After decades of delays, the first phase of New York City’s Second Avenue subway will finally open on 1 January at noon. In addition to providing commuters with easy passage to and from the Upper East Side neighbourhood, four stations will also feature world-class art exhibitions.
For the $2.75 price of a subway ride, passengers can view works from renowned artists Chuck Close, Sarah Sze, Vik Muniz, and Jean Shin in what is the largest permanent public art installation in New York State history. ‘The Second Avenue subway provides New Yorkers with a museum underground and honors our legacy of building engineering marvels that elevate the human experience,’ Governor Andrew Cuomo said at a press conference. ‘Public works projects are not just about function – they’re an expression of who we are and what we believe. Any child who has never walked into a museum or an art gallery can walk the streets of New York and be exposed to art and education simply by being a New Yorker. That is where we came from and that is what makes New York special.’
Famous for his intricate, large-scale paintings, artist Chuck Close’s ‘Subway Portraits’ is on display at the 86th Street station.

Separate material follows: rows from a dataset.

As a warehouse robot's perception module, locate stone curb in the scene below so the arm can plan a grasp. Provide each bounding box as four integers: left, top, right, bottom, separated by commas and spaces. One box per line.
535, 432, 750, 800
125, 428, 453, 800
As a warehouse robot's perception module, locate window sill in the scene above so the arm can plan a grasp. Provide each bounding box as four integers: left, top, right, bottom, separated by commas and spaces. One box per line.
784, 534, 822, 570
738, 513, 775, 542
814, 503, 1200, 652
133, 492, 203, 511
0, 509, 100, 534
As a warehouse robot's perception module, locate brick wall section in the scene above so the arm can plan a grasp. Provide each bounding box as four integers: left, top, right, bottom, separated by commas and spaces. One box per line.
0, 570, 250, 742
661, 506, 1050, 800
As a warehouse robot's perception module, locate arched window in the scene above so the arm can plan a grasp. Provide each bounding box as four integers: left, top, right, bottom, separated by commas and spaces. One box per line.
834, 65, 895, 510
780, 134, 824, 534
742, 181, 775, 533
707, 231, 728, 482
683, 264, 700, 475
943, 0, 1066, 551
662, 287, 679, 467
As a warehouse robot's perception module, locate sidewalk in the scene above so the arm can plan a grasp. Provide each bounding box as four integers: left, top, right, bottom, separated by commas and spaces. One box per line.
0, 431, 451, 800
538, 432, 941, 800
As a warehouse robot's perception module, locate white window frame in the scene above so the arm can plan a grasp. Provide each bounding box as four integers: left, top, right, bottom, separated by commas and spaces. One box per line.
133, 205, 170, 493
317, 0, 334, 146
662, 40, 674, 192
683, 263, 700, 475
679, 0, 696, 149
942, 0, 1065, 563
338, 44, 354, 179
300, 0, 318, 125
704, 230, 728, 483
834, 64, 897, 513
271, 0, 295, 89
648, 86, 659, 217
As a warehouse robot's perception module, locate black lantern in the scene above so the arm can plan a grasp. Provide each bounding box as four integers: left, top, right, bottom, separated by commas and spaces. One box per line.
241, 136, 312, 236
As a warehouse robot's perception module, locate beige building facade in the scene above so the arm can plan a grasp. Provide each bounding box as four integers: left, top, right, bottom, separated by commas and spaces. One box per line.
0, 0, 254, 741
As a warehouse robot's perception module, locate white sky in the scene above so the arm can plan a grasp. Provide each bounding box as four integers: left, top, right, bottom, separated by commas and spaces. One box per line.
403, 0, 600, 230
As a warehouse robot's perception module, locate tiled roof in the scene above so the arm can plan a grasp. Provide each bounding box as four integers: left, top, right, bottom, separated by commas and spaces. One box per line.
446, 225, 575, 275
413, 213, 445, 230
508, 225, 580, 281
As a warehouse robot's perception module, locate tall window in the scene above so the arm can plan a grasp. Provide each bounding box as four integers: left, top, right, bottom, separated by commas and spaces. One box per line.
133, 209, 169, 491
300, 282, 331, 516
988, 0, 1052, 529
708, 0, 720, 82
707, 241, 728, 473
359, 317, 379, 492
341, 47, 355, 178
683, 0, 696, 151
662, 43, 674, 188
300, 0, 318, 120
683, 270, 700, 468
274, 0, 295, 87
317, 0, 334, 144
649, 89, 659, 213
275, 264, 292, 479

Twelve nine-foot high works rendered in mosaics or ceramic tile include subjects like Lou Reed and Kara Walker, as well as two self-portraits.
Vik Muniz’s ‘Perfect Strangers’ depicts an array of New Yorkers, also coming to life in colourful mosaics, at 72nd Street, while at 63rd Street, Jean Shin’s ‘Elevated’ is based on vintage archival photographs of the 2nd and 3rd Avenue elevated train and people from the era.
At 96th Street, ‘Blueprint for a Landscape’ by Sarah Sze highlights familiar objects like sheets of paper, birds, and trees, all in a whirlwind. The expansive work covers 14,000 square feet and includes almost 4300 porcelain tiles.
The Second Avenue subway will be completed in four phases, with the final phase extending the line down to the Financial District. (All stations will have elevators, escalators, and access for the disabled.) The project marks the biggest expansion of the NYC Subway in decades, and is part of the city’s statewide redevelopment initiative, encompassing other transit hubs like LaGuardia Airport and Penn Station, as well as bridges and tunnels.